Mobile Banking, Online Payments and Business Intelligence to Drive Financial Technology Investment in China in 2011
An increasingly sophisticated customer-base is pushing Chinese financial institutions to change the way they interact with their customers, with mobile banking, online payments and business intelligence driving financial technology investment in China. In 2011, Chinese financial industry executives will be focussed on developing more robust channels and customer insight to better interact with clients and understand their specific financial needs, according to Kapronasia. The report, entitled ‘China Financial Technology 2011 – Top 10 Trends shaping the Industry’, details Kapronasia’s predictions on the 10 key technology areas that Chinese financial institutions will be focused on in 2011.

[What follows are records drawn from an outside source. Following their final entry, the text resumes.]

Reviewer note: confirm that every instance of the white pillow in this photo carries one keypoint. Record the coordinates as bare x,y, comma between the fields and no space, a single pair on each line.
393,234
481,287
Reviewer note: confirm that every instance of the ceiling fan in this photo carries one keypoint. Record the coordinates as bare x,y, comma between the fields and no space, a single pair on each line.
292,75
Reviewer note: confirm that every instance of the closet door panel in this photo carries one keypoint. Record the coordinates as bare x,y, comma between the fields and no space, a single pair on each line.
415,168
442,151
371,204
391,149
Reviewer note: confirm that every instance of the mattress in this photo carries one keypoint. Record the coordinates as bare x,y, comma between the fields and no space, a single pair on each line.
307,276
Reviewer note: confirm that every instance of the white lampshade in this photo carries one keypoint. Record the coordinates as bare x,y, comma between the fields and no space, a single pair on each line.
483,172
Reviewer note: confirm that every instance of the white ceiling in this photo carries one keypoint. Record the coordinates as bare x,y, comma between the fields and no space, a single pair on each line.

“The Chinese financial services industry is becoming increasingly competitive,” said Elsa Yan, a senior consultant at Kapronasia. “Institutions are looking to develop channels and analytics to better serve customers who have an increasingly wide choice of providers. Mobile banking, online banking, and more robust business intelligence are just three of the ways banks will be accomplishing this.”
This push to innovate is largely being driven by increasing competition, not necessarily from foreign banks, who are largely, due to regulations, limited in the products and services they can offer the market. The real competition is coming from the small and medium banks in China who are looking to capture market share from the larger incumbent banks as well as their increasingly competitive peers.